D’autant plus que Simonetta Sommaruga, responsable politique de l’Office fédéral de la communication (Ofcom), a annoncé une baisse de 30 francs de la redevance radio-TV en 2021 tout en augmentant le montant versé à la SSR de 50 millions de francs (une prouesse rendue possible par l’évolution démographique et les contributions des entreprises).

Un manque de solidarité

Pour Kurt Eicher, directeur général de La Télé et président du Groupement des télévisions régionales romandes, cette baisse de la redevance ne fait pas sens, tout comme l’idée d’une redevance commune. «Contrairement aux radios et aux télévisions, la presse écrite vend ses contenus et elle touche des montants importants via ses recettes d’abonnements, qu’ils soient digitaux ou en version papier. Environ les deux tiers de nos recettes proviennent de la quote-part de la redevance, le reste de la publicité. Les modèles d’affaires sont donc différents.» Même s’il admet qu’il y a des soucis communs entre les différents acteurs du paysage médiatique suisse, il estime que ce n’est pas suffisant pour imaginer une nouvelle loi qui intègre tous les médias.

Du côté de la SSR, la porte-parole Lauranne Peman dit suivre attentivement les discussions autour d’une évolution législative sans toutefois vouloir prendre part au débat. Même position de la part du groupe de presse ESH Médias, propriétaire de titres comme Le Nouvelliste, ArcInfo et La Côte.

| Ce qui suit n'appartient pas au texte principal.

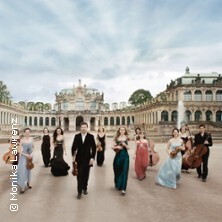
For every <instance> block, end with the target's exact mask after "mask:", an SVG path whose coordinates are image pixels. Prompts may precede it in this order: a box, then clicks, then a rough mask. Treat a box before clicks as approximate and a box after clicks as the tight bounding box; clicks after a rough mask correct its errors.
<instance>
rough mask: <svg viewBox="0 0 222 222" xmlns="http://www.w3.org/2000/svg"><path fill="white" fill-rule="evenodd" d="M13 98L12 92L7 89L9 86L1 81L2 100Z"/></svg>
mask: <svg viewBox="0 0 222 222" xmlns="http://www.w3.org/2000/svg"><path fill="white" fill-rule="evenodd" d="M10 99H11V95H10V92H9V91H8V89H7V86H6V85H5V84H4V83H3V82H2V81H0V102H6V101H8V100H10Z"/></svg>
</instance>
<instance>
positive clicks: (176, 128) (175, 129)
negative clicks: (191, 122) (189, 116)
mask: <svg viewBox="0 0 222 222" xmlns="http://www.w3.org/2000/svg"><path fill="white" fill-rule="evenodd" d="M174 130H176V131H177V132H178V133H179V130H178V128H176V127H175V128H173V130H172V137H173V132H174Z"/></svg>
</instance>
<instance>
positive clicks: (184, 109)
mask: <svg viewBox="0 0 222 222" xmlns="http://www.w3.org/2000/svg"><path fill="white" fill-rule="evenodd" d="M177 113H178V114H177V128H178V129H180V127H181V126H182V125H184V124H185V106H184V104H183V101H181V100H179V102H178V106H177Z"/></svg>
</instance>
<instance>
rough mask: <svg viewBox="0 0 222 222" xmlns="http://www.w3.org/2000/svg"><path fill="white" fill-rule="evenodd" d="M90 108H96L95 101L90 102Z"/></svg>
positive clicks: (90, 109)
mask: <svg viewBox="0 0 222 222" xmlns="http://www.w3.org/2000/svg"><path fill="white" fill-rule="evenodd" d="M90 110H96V101H92V102H91V103H90Z"/></svg>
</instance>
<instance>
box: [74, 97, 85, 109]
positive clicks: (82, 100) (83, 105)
mask: <svg viewBox="0 0 222 222" xmlns="http://www.w3.org/2000/svg"><path fill="white" fill-rule="evenodd" d="M76 110H78V111H82V110H84V102H83V100H82V99H78V100H76Z"/></svg>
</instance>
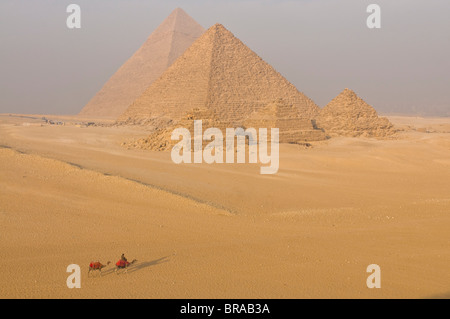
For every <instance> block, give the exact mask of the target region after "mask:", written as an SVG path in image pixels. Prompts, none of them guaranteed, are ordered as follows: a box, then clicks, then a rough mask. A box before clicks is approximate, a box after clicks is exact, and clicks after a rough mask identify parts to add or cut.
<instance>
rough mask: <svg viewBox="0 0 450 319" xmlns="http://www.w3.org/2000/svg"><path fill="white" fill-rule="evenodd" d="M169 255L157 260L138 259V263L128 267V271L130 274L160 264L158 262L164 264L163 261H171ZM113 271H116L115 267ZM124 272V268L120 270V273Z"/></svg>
mask: <svg viewBox="0 0 450 319" xmlns="http://www.w3.org/2000/svg"><path fill="white" fill-rule="evenodd" d="M169 257H170V256H165V257H161V258H159V259H155V260H152V261H146V262H142V263H140V262H139V261H137V262H136V264H134V265H131V266H130V267H128V271H127V273H129V274H130V273H133V272H135V271H138V270H141V269H145V268H148V267H151V266H155V265H158V264H162V263H165V262H168V261H169ZM113 271H114V269H113ZM122 272H123V270H122V271H120V272H119V273H122Z"/></svg>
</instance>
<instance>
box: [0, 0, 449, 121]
mask: <svg viewBox="0 0 450 319" xmlns="http://www.w3.org/2000/svg"><path fill="white" fill-rule="evenodd" d="M71 3H75V4H78V5H80V6H81V29H72V30H71V29H68V28H67V26H66V19H67V16H68V15H69V14H68V13H66V7H67V6H68V5H69V4H71ZM371 3H376V4H378V5H380V6H381V29H368V28H367V26H366V19H367V17H368V15H369V13H366V8H367V6H368V5H369V4H371ZM176 7H181V8H183V9H184V10H185V11H186V12H187V13H188V14H189V15H191V16H192V17H193V18H194V19H195V20H196V21H197V22H198V23H200V24H201V25H202V26H203V27H205V28H208V27H210V26H211V25H213V24H215V23H217V22H218V23H222V24H223V25H224V26H225V27H226V28H227V29H229V30H230V31H231V32H233V34H234V35H235V36H237V37H238V38H239V39H241V40H242V41H243V42H244V43H245V44H246V45H248V46H249V47H250V48H251V49H252V50H253V51H255V52H256V53H257V54H258V55H259V56H261V57H262V58H263V59H264V60H265V61H267V62H268V63H270V64H271V65H272V66H273V67H274V68H275V69H276V70H278V71H279V72H280V73H281V74H282V75H284V76H285V77H286V78H287V79H288V80H289V81H291V82H292V83H293V84H294V85H295V86H296V87H297V88H298V89H299V90H300V91H302V92H304V93H305V94H306V95H308V96H309V97H310V98H312V99H313V100H314V101H315V102H316V103H317V104H318V105H320V106H324V105H326V104H327V103H328V102H329V101H330V100H331V99H332V98H333V97H335V96H336V95H337V94H338V93H339V92H340V91H342V90H343V89H344V88H346V87H348V88H351V89H353V90H355V91H356V93H357V94H358V95H360V96H361V97H362V98H363V99H365V100H366V101H367V102H368V103H369V104H371V105H373V106H374V107H375V108H376V109H377V110H378V111H379V112H381V113H386V112H404V113H405V112H406V113H412V114H428V115H448V116H450V18H449V16H450V1H449V0H427V1H424V0H422V1H419V0H370V1H366V0H297V1H294V0H292V1H284V0H283V1H270V0H266V1H245V0H244V1H236V0H234V1H230V0H228V1H206V0H184V1H171V0H169V1H161V0H159V1H151V0H71V1H65V0H39V1H38V0H29V1H25V0H1V2H0V113H41V114H42V113H46V114H50V113H51V114H75V113H78V112H79V111H80V110H81V108H82V107H83V106H84V105H85V104H86V103H87V102H88V101H89V99H90V98H91V97H93V96H94V95H95V93H96V92H97V91H98V90H99V89H100V88H101V87H102V85H103V84H104V83H105V82H106V81H107V80H108V78H109V77H110V76H111V75H112V74H113V73H114V72H115V71H116V70H117V69H118V68H119V67H120V66H121V65H122V64H123V63H124V62H125V61H126V60H127V59H128V58H129V57H130V56H131V55H132V54H133V53H134V52H135V51H136V50H137V49H138V48H139V47H140V46H141V45H142V43H143V42H144V41H145V40H146V39H147V37H148V36H149V35H150V34H151V33H152V32H153V30H154V29H155V28H156V27H157V26H158V25H159V24H160V23H161V22H162V21H163V20H164V19H165V18H166V17H167V16H168V15H169V14H170V12H171V11H172V10H173V9H175V8H176Z"/></svg>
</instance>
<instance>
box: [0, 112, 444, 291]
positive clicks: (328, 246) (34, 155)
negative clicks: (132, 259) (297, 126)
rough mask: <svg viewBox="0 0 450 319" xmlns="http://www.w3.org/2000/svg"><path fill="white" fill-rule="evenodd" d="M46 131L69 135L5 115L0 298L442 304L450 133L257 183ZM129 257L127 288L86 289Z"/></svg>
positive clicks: (408, 131) (302, 147)
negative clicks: (334, 299)
mask: <svg viewBox="0 0 450 319" xmlns="http://www.w3.org/2000/svg"><path fill="white" fill-rule="evenodd" d="M46 117H47V118H50V119H52V120H53V121H54V123H56V122H59V121H61V122H64V123H65V125H50V124H49V123H46V122H45V121H43V120H42V119H41V116H28V115H22V116H20V115H8V114H3V115H0V163H1V165H0V189H1V191H0V258H1V260H2V265H3V266H2V267H1V272H0V283H1V285H0V298H433V297H443V298H449V297H450V272H449V265H450V249H449V247H450V231H449V230H450V215H449V212H450V119H448V118H443V119H438V118H436V119H428V118H414V117H401V116H395V117H389V120H390V121H391V123H393V124H394V126H395V127H396V128H397V129H400V130H401V131H400V132H399V133H398V137H397V138H396V139H385V140H380V139H374V138H365V137H358V138H355V137H333V138H332V139H329V140H326V141H318V142H312V143H311V144H312V147H309V148H305V147H304V146H301V145H291V144H282V145H281V147H280V170H279V172H278V173H277V174H275V175H260V174H259V165H257V164H212V165H208V164H180V165H176V164H174V163H173V162H172V161H171V160H170V152H156V151H149V150H139V149H127V148H124V147H123V146H121V144H122V143H123V142H124V141H127V140H133V139H137V138H143V137H144V136H146V135H148V132H147V131H146V129H145V128H144V127H128V126H119V127H117V126H110V125H109V124H110V123H108V122H105V123H104V124H105V125H104V126H101V125H99V126H94V125H92V126H86V125H80V124H78V121H80V119H78V118H70V117H64V118H56V117H54V116H53V117H52V116H46ZM122 253H125V254H126V256H127V257H128V258H129V259H133V258H136V259H138V262H137V264H135V265H133V267H132V268H130V270H129V271H128V273H127V274H120V275H116V274H114V272H113V271H112V269H113V268H112V267H111V266H110V267H108V268H105V269H104V271H103V276H102V277H100V276H98V275H94V276H93V277H89V278H88V276H87V274H88V265H89V262H90V261H96V260H99V261H101V262H103V263H106V262H107V261H111V262H113V263H114V262H115V261H116V260H118V259H119V257H120V255H121V254H122ZM73 263H74V264H78V265H80V266H81V269H82V287H81V289H68V288H67V286H66V279H67V276H68V275H69V274H68V273H67V272H66V267H67V266H68V265H69V264H73ZM370 264H378V265H380V267H381V285H382V288H381V289H369V288H367V286H366V278H367V277H368V275H369V274H368V273H367V272H366V268H367V266H368V265H370Z"/></svg>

Le chercheur Philippe Amez-Droz se désole, quant à lui, du manque de solidarité au sein de la branche. «Les aides d’urgence votées au parlement ne suffiront pas, et de nombreux titres, à l’image du Régional, vont mourir. Il est nécessaire de mettre de côté les divergences d’interprétation de la situation et d’avancer avec une vision commune, c’est-à-dire mettre en place des aides structurelles à moyen et long terme pour accompagner la transition numérique.»